他正盘算着如何开口解释时,文墨面色就变了,她双目圆睁,一脸骇然,很是惨白又黯然,不禁蹙眉又问了一遍:“你怎么来了?”
声音中哆嗦了几分,又含了些不敢相信。
季堂负手而立,看着她,没有说话。
文墨陡然之间反应过来,她一颗心扑通扑通从未跳得如此之快,比之昨日更甚,她撩起衣摆就要往外冲去,季堂身后出来几人齐齐将她拦下,却不敢随意动手。

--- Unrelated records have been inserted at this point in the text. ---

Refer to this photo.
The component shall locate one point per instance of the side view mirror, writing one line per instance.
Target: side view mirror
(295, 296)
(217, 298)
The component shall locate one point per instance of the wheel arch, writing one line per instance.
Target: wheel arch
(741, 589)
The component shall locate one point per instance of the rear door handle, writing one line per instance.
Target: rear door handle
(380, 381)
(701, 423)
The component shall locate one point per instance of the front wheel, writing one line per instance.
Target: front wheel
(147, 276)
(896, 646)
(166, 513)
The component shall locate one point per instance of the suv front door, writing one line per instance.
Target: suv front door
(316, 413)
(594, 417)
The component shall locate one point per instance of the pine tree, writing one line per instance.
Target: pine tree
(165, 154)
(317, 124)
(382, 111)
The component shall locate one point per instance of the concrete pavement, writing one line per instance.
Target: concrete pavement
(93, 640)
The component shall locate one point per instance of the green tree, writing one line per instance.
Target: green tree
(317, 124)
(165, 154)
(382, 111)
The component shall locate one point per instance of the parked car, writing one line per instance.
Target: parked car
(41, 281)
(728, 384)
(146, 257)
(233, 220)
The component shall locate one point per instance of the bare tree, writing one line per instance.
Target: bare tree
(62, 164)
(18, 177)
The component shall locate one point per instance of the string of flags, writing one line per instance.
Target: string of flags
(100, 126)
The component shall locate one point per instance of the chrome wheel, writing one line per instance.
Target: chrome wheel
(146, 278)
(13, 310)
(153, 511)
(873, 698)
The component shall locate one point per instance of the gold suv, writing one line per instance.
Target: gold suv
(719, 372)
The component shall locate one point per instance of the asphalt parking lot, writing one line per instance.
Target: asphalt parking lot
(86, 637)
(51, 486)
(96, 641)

季堂知道她要去哪儿,此时扣住她的手腕,终开了口,哀求道:“临夏,别去,太危险了。
我之所以到这儿来,就是护着你安危的。”
语气极软。
此话一出,正好坐实了文墨的猜测,她脑中白茫茫地眩晕一片,双腿很软,快没了支撑的力气,而泪水毫无意识地滑落下来,很快决堤,糊住了眸子,看不清其他。
长青啊,人心难测,你千算万算,终是有算漏之处!
文墨只哭了一小会,复又站直了身子,她拭去泪水,抽出手来,重新整理了衣摆,问道:“季堂,宁英是你义女,你必须要保她,所以,事到如今,端锦他——你们会如何打算?”

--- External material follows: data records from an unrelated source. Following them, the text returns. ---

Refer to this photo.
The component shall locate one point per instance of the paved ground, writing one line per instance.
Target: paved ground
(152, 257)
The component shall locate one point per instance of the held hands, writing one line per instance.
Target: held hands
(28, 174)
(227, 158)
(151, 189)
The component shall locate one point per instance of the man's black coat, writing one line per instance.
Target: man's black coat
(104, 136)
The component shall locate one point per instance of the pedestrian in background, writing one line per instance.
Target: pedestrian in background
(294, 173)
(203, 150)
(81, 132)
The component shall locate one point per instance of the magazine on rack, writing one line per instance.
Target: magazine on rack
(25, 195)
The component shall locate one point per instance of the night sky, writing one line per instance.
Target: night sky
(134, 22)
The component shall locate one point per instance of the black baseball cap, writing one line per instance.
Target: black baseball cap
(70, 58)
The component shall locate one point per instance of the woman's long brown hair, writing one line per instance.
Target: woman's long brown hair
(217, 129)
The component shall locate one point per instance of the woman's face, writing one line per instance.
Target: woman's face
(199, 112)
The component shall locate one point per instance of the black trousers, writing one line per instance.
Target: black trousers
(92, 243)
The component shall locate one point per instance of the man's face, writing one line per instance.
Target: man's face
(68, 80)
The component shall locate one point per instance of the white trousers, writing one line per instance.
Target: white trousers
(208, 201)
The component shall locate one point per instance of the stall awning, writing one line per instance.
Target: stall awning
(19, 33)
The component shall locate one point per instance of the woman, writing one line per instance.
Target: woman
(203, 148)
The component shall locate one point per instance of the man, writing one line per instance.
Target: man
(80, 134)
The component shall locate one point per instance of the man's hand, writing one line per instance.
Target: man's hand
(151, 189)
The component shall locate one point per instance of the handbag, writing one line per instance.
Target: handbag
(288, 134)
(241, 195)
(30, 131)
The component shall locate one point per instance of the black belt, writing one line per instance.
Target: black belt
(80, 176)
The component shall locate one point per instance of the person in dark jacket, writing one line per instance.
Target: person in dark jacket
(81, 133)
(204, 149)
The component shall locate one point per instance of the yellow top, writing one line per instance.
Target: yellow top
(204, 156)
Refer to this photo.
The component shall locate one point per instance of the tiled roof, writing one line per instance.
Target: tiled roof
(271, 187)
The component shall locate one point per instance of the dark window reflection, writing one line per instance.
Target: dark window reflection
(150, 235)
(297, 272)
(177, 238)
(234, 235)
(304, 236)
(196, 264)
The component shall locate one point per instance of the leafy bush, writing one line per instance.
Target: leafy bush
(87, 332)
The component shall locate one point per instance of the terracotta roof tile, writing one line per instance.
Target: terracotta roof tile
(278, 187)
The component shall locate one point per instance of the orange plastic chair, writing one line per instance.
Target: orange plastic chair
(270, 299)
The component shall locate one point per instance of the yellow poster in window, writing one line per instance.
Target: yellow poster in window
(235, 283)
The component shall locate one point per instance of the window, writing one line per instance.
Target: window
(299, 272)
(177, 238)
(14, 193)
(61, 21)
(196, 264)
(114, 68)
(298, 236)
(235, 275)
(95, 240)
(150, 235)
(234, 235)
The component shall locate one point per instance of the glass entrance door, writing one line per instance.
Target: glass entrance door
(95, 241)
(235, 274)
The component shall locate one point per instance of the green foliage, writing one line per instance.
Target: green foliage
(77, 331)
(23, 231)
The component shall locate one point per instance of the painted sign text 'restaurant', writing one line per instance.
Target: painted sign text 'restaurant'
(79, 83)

季堂未答,文墨直直跪下,正色磕了个头,口中央道:“季堂,这一世我辜负了你,现如今,我只求你看在我俩相交一场的份上,留他一命,可好?”
文墨很想哭,但她不敢哭,她怕再哭,就彻底没了力气,失去知觉,她还得去赶着见长青呢。
季堂知道自己拗不过她,“嗯”
了一声算做答应,又要扶她起来,文墨复又磕了个头,道:“就放我去吧。”
她双手紧攥着垂在身侧,跪得笔挺,一如当年那个跪在他跟前的小丫头,季堂心中泛酸,终是不忍,道:“他应该在崇嘉殿,你去吧。”
文墨起身,作揖道了个谢,不敢耽搁,就往外头跑去。
季堂目送着她离开,眼眶一红,他长叹一声,是诉不尽的哀婉,造化弄人啊。
那条长长的甬道似乎没有尽头,两边朱红的宫墙不停地往身后去,耳旁只有风声呼啸,偶尔能听到自己的喘息声,文墨飞奔着,疾驰着,很累,却不敢有一丝一毫的停歇,她不再奢望其他,只盼能再见着他一面。
快到崇嘉殿时,迎面窜来个惊慌失措的人影,待见到文墨,连忙劝道:“娘娘,皇上见不对劲,就偷偷吩咐奴才,让奴才赶紧带您离开。”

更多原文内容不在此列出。